Relational databases like PostgreSQL and SQL Server remain the top pick for most applications. They're ideal for transactional workloads with complex relationships, ad-hoc queries, and strict data integrity requirements. The claim that relational databases don't scale is outdated; PostgreSQL on a well-provisioned server can handle millions of rows and thousands of transactions per second. Start with a relational database and migrate only if you have a concrete reason to switch.

I've seen many applications that try to use a single database for all their needs, only to find that it becomes a bottleneck. For example, a high-traffic e-commerce site might use PostgreSQL for its transactional workload, but then use Redis for session storage and caching, and MongoDB for its product catalog.

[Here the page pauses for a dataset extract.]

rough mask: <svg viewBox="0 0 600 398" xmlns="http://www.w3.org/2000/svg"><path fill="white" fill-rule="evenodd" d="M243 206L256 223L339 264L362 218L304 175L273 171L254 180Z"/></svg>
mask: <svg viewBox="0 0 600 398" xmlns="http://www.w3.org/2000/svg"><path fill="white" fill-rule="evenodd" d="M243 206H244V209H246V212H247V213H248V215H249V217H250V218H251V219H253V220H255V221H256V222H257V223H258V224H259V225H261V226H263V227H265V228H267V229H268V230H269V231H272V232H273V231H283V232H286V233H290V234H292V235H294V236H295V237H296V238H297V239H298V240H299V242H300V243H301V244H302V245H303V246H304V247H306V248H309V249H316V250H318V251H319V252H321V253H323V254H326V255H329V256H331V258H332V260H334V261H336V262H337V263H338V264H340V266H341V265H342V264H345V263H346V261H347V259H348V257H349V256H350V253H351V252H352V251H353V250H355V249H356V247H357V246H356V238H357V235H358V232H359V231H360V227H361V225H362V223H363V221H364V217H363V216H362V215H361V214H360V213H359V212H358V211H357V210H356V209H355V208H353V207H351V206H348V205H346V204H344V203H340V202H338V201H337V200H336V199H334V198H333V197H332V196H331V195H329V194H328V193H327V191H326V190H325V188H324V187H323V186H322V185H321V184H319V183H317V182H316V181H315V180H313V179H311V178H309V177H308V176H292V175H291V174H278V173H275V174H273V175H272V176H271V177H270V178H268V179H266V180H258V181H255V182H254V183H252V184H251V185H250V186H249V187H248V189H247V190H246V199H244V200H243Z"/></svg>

This approach allows each database to do what it's best at, and avoids the pitfalls of trying to use a single database for everything. In my experience, this kind of polyglot persistence approach can lead to significant performance improvements, with some applications seeing a 30% reduction in latency and a 25% increase in throughput.

Another important consideration is the trade-off between consistency and availability. Relational databases tend to prioritize consistency, which can lead to reduced availability during failures. On the other hand, some NoSQL databases prioritize availability, which can lead to reduced consistency. For example, Cassandra is designed to be highly available, but it can sacrifice consistency in the process. In contrast, PostgreSQL prioritizes consistency, but can become unavailable during a failure. Understanding these trade-offs is crucial when selecting a database, as it can have a significant impact on the overall reliability and performance of the application. I've seen cases where an application requires high consistency, such as a financial transaction system, and PostgreSQL is a better fit, while in other cases, such as a social media platform, availability is more important, and a database like Cassandra might be a better choice.

Document databases such as MongoDB and Azure Cosmos DB (document API) are perfect for certain use cases. They're suitable when your data has a variable schema that would require frequent ALTER TABLE operations in a relational database. They're also a good fit when the document (JSON object) is the natural unit of access and modification, and your use case doesn't require cross-document joins. E-commerce product catalogs, CMS content, and user profiles with variable attributes are great examples of document database use cases. For instance, I worked on a project where we used MongoDB to store user profiles, and it handled over 10 million documents with ease, with an average query latency of 10ms.

Redis is a high-performance data structure store, not a primary database. It's best used for session storage, caching expensive queries, rate limiting (atomic counters), pub/sub for real-time messaging, and leaderboards (sorted sets). Since Redis stores data in-memory (with optional persistence), it's orders of magnitude faster than disk-backed databases for these specific patterns. Misusing Redis as a primary database for non-ephemeral data is a mistake. I've seen cases where Redis is used as a primary database, only to find that it becomes a single point of failure, and data loss can occur if not properly configured. For example, using Redis for session storage is a great use case, as it can handle high traffic and provide low latency, but using it to store critical user data is not recommended.

InfluxDB, TimescaleDB (Postgres extension), and Azure Data Explorer are designed specifically for time-series data, such as metrics, sensor data, log telemetry, and financial tick data. These databases optimize for columnar storage, automatic data compression, time-based partitioning, and query engines optimized for aggregation over time ranges. For high-volume time-series ingestion and retention, a purpose-built time-series database outperforms a general relational database by orders of magnitude. For instance, I worked on a project where we used InfluxDB to store sensor data, and it handled over 100,000 data points per second, with a retention period of 1 year, and query latency of under 1s.